I actually wanted to make a point. Dr. Wagner mentioned how the incidence increases, and is quite prominent in middle age. This is very often a weight-related phenomenon. And it's very important -- if you put on some weight, and, all of a sudden, they notice you're snoring -- that's also a key. It's both weight and your anatomy and to whatever extent, that is also affected by weight.
DAVID FOLK THOMAS: And then what -- if you've been diagnosed, what can you do besides keeping slim and trim?
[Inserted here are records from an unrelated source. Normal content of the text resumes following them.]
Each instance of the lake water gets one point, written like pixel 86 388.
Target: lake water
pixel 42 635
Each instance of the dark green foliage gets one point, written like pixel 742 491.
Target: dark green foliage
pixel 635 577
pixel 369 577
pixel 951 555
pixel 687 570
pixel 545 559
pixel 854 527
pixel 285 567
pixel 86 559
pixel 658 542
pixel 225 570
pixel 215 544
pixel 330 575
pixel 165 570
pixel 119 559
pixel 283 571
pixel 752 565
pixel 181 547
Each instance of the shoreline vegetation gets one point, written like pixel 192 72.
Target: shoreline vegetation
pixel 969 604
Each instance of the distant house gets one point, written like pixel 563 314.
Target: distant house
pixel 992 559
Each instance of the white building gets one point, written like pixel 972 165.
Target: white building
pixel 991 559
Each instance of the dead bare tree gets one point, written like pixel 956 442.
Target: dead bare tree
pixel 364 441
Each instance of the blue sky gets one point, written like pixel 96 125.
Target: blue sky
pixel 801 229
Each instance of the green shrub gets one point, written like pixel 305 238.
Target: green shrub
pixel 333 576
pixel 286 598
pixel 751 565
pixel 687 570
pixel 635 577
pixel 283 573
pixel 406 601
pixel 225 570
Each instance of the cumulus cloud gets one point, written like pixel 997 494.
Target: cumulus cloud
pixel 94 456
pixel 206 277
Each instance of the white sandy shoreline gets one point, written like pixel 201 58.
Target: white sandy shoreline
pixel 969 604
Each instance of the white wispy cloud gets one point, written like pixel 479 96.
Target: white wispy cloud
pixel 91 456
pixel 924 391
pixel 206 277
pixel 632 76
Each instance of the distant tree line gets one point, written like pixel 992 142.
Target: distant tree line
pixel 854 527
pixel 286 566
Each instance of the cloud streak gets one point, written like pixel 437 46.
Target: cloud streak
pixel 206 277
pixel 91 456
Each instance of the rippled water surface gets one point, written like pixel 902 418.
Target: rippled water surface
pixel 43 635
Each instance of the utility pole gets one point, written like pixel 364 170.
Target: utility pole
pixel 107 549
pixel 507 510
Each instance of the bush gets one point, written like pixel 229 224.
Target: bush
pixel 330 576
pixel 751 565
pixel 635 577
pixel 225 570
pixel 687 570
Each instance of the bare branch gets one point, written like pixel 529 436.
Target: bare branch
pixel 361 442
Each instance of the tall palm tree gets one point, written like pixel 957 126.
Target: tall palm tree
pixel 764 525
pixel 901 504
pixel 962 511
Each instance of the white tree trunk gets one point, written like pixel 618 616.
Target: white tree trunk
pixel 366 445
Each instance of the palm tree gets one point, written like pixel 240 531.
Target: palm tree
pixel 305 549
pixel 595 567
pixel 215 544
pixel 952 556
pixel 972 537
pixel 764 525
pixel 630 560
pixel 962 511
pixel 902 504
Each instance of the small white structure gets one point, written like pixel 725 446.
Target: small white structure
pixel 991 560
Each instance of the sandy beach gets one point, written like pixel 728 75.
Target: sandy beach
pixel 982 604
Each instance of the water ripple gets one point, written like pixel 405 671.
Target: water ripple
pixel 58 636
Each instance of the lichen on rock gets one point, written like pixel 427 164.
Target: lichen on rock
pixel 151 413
SHELLEY ZAK, MD: Well, that's right. I mean, there are two things. One is treatment is one is cure. And the long-term cure is usually not always, but usually, weight loss. But, you can't lose weight if you're exhausted, you're not sleeping, you have no energy.
So the short-term treatment, the most common is something called nasal CPAP. That stands for "Continuous Positive Airway Pressure," C-P-A-P. And I will bet that most of your viewers know someone who has a CPAP machine. It's a machine -- it's about the size of a loaf of bread. And it literally blows in pressurized air into the back of the throat. I mean, the problem is collapse of the back of the throat as one is breathing at night. And what this does is work as a pneumatic splint. It is pushing air into the back of the throat. It can't collapse on itself. And that sounds kind of like, "Ooh, ah, how can anyone sleep like that?" And the reality is, if someone has significant sleep apnea, they sleep wonderfully with the CPAP machine.